The American Gas Association Files Comments Opposing EPA Proposal to Eliminate Natural Gas Furnaces from ENERGY STAR Program

WASHINGTON, D.C. – The American Gas Association (AGA) filed comments in response to the Environmental Protection Agency’s (EPA) May 18, 2023, proposal to eliminate efficient natural gas furnaces from the ENERGY STAR program. AGA strongly opposes EPA’s proposal, which proposes to phase out the ENERGY STAR labeling and promotion of residential gas furnaces and that it would limit the certification to a small number of electric heating appliances.

“Customers deserve accurate and complete information on the energy efficiency of all appliances,” said Karen Harbert, AGA president and CEO. “This proposal would implement the very opposite of that —depriving consumers of accurate information about residential heating equipment and leading to higher energy use and emissions. The proposal would undercut the very purpose of the ENERGY STAR program.”
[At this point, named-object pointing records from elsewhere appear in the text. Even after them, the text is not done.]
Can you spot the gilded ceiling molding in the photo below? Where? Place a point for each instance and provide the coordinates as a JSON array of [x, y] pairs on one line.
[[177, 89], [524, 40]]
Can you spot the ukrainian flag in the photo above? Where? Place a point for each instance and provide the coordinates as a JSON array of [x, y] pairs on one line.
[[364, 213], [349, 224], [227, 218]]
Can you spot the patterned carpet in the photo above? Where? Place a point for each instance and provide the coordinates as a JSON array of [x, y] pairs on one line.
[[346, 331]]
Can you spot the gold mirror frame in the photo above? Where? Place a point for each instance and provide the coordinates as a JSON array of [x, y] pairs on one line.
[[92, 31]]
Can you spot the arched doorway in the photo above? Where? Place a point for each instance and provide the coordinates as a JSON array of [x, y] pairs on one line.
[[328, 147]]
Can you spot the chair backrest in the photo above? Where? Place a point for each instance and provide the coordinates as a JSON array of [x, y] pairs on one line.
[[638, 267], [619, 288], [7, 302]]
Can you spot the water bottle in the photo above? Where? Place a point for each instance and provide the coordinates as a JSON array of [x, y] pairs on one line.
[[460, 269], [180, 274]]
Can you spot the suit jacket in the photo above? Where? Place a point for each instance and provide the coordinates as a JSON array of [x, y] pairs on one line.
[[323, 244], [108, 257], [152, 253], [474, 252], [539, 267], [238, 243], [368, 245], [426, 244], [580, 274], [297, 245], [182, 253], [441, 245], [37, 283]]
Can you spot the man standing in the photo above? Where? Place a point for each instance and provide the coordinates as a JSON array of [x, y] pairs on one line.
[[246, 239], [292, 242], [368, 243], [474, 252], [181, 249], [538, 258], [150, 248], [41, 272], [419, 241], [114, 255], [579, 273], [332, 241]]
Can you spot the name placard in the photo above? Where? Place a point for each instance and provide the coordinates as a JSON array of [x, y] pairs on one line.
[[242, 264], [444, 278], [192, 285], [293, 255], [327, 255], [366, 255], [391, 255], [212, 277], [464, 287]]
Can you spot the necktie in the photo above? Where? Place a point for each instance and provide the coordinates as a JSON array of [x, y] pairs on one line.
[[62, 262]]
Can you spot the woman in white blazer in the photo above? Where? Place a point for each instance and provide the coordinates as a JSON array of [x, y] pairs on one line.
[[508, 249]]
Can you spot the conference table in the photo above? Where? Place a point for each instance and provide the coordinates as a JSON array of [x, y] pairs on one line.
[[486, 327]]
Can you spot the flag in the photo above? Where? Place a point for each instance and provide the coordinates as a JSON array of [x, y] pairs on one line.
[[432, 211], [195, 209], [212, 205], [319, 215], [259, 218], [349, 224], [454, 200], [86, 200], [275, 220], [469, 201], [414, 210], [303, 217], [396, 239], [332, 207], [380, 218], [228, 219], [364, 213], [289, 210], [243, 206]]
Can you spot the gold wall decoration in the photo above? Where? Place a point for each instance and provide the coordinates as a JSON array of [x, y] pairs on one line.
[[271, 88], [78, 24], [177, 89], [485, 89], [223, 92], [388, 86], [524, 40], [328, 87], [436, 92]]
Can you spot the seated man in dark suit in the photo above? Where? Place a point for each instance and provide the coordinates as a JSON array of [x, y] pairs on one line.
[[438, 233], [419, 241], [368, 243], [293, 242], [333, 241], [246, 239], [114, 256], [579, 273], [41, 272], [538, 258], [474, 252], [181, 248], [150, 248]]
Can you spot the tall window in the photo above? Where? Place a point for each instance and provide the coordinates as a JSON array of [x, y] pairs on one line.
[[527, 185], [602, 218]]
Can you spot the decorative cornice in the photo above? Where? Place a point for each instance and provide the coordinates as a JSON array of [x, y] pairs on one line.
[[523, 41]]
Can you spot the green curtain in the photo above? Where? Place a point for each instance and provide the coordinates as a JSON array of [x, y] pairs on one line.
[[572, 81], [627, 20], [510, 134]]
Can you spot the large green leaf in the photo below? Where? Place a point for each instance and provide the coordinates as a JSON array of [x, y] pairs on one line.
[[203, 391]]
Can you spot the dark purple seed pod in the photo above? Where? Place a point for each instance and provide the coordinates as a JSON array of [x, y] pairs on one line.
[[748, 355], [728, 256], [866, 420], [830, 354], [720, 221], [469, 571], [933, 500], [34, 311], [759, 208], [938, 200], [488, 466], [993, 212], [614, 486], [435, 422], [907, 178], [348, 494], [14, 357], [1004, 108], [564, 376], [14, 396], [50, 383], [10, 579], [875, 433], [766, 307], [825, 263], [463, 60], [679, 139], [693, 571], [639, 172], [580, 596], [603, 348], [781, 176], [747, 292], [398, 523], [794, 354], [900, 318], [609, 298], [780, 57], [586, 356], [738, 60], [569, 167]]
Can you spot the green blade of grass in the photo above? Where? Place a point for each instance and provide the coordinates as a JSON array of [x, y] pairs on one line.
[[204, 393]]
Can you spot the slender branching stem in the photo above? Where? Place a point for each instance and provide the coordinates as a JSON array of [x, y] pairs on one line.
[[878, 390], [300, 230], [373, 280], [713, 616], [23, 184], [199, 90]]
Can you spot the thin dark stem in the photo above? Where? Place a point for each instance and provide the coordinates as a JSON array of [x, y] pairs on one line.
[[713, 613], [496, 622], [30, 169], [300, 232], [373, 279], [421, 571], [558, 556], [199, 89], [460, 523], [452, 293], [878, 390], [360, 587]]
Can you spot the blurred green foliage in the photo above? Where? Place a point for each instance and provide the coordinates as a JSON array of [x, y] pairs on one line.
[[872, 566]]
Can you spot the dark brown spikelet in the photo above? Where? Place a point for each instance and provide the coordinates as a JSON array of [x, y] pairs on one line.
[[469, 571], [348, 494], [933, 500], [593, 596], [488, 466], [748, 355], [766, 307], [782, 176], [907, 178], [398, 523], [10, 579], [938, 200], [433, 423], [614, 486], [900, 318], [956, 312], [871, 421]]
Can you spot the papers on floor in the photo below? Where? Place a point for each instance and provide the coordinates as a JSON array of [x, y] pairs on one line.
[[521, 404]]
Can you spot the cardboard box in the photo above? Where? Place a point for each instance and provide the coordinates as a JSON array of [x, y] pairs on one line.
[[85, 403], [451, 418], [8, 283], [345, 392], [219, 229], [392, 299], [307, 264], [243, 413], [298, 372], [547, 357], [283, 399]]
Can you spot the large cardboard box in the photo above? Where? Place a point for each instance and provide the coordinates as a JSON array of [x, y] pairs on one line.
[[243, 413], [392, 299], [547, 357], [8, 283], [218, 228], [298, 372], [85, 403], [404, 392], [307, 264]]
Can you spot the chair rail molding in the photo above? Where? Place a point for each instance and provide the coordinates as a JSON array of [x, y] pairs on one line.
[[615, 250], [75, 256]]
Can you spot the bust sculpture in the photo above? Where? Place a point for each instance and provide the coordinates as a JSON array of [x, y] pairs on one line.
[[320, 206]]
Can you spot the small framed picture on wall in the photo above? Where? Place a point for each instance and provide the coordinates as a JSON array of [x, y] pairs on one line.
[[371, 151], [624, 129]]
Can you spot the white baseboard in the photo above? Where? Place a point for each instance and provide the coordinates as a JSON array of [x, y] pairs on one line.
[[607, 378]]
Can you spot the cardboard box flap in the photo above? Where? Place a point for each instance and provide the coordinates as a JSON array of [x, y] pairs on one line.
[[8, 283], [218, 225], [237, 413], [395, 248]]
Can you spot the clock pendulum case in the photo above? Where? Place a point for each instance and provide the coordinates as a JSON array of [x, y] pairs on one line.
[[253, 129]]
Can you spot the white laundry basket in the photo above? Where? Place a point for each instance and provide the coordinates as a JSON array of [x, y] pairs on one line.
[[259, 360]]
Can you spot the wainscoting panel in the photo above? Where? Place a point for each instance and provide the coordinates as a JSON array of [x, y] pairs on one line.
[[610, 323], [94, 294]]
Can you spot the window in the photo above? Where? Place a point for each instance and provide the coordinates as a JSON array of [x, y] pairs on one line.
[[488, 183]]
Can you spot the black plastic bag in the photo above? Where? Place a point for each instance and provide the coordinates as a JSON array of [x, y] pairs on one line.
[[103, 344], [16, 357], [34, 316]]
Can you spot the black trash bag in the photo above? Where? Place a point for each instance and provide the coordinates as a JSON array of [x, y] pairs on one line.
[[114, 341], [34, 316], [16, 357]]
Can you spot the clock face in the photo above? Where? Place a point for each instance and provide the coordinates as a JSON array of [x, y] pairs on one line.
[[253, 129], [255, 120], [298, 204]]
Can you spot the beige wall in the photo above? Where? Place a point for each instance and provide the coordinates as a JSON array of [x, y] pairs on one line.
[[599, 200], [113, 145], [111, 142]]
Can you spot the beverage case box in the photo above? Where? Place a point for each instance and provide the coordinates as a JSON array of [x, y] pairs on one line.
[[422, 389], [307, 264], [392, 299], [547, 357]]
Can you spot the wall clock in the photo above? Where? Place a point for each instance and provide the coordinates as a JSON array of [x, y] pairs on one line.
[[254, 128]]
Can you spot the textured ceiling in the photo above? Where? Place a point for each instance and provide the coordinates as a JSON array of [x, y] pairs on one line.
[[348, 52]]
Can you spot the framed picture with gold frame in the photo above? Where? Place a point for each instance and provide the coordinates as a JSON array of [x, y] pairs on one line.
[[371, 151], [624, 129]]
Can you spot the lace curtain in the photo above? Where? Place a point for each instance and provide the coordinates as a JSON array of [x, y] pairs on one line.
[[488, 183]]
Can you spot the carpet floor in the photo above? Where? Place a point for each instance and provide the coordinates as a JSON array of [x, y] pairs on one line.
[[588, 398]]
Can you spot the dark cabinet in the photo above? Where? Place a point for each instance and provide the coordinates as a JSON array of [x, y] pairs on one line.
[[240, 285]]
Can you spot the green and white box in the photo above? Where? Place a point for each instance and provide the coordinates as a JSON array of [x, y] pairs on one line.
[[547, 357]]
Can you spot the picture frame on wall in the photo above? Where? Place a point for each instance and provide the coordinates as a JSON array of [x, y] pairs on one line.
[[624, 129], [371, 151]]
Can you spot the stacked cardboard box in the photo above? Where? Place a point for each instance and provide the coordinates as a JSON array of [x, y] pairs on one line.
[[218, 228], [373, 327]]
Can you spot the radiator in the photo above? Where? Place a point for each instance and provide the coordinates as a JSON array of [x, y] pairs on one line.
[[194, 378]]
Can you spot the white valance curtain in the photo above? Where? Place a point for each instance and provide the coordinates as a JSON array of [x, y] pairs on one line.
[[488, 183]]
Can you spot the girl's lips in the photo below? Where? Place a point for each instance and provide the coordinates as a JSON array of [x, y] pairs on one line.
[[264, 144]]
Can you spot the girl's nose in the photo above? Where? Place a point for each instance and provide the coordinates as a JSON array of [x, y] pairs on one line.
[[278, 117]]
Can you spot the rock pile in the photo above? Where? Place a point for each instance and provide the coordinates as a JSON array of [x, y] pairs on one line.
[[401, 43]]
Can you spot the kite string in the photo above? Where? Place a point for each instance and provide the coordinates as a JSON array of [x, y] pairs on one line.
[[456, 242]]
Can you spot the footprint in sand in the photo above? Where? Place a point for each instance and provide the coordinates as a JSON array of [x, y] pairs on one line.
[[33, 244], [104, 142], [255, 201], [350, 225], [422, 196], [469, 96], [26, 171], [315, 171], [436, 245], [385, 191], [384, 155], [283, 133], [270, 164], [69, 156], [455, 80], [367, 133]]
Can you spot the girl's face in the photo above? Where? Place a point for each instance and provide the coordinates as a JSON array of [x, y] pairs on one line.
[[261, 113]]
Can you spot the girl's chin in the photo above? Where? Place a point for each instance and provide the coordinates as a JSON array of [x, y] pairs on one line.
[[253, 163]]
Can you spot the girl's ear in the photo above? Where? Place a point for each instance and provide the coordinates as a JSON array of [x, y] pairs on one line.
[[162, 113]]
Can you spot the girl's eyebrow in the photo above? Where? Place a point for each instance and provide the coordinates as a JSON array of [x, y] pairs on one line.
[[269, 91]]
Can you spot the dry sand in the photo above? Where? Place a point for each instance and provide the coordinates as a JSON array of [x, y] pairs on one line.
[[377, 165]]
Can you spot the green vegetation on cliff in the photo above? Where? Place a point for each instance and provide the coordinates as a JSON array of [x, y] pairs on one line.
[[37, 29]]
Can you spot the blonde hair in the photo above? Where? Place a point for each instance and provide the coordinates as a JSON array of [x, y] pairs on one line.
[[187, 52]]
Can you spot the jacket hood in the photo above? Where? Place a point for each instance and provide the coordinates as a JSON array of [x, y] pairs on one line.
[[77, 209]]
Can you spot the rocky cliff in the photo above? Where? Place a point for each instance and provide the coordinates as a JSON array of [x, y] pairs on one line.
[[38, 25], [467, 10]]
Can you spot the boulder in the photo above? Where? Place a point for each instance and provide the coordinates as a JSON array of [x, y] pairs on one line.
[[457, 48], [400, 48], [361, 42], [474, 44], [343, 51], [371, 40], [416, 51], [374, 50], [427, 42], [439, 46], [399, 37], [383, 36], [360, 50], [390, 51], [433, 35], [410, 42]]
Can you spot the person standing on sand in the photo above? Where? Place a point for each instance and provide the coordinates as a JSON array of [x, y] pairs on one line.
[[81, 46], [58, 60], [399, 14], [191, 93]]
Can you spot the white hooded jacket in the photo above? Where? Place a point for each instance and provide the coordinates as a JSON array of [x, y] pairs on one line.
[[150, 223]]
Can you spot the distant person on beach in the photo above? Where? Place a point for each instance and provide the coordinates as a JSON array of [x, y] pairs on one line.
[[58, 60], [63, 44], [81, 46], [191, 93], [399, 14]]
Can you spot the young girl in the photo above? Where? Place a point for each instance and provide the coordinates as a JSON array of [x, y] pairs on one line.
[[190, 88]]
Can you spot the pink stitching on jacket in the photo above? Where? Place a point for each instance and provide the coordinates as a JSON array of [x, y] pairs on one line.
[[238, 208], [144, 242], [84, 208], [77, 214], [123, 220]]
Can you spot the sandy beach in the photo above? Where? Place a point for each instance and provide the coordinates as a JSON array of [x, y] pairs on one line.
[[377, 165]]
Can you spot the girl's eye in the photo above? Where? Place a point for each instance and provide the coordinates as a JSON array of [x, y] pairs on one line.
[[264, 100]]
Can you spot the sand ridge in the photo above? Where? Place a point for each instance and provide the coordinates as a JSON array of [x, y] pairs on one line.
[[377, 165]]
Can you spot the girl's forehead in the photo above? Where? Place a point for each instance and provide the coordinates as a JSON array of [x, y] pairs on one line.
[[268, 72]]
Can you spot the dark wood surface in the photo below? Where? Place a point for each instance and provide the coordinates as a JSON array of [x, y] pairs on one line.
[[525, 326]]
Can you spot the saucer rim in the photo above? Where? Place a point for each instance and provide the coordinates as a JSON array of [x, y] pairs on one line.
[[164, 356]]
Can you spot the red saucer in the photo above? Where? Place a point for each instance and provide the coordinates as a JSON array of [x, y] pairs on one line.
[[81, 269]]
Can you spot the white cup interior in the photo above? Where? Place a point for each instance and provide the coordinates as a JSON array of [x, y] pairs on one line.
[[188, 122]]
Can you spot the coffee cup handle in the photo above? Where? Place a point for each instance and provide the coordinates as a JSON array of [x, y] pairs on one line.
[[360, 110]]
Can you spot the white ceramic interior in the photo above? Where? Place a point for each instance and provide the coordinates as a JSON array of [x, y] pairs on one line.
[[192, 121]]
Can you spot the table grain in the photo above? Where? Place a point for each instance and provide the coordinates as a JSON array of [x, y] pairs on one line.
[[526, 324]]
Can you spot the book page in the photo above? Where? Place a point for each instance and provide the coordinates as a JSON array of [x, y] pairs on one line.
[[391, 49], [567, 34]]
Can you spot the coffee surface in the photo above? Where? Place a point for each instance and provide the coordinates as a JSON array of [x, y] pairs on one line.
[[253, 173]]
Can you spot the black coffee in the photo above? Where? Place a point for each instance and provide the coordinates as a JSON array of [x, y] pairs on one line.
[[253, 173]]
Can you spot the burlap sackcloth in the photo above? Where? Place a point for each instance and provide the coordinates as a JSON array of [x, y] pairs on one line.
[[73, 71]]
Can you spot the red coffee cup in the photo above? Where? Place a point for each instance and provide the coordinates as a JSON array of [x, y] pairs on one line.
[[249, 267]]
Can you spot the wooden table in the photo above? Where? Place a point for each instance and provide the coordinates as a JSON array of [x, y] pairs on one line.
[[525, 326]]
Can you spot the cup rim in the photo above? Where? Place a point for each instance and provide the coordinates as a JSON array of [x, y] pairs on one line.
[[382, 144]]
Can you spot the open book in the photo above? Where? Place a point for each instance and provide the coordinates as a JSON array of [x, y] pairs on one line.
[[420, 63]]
As outlined in the comments, EPA falsely claims that eliminating natural gas furnaces from the ENERGY STAR program would reduce energy consumption, improve energy security, and reduce pollution. Moreover, EPA claims, with no supporting analysis, that there would be significant emissions reductions from its proposal even when source emissions from power generation is considered. Unfortunately, EPA’s proposal may ultimately increase energy consumption, emissions, and pollution.

Discouraging customers from selecting efficient gas appliances could have significant cost implications for customers. A recent AGA analysis cited in the comments found that “an ENERGY STAR-qualifying natural gas furnace energy costs $584 compared to $971 for a qualifying electric air-source heat pump.”

“A sweeping change like this should be backed by data. EPA has failed to provide any data to justify this sort of change,” continued Harbert. “With this proposal, EPA has ignored not only the fact that gas appliances today can be more energy and emissions efficient than their electrical alternatives, but also the potential decarbonization benefits that hydrogen and renewable natural gas can bring to the table. We urge EPA to withdraw this poorly conceived policy,” Harbert concluded.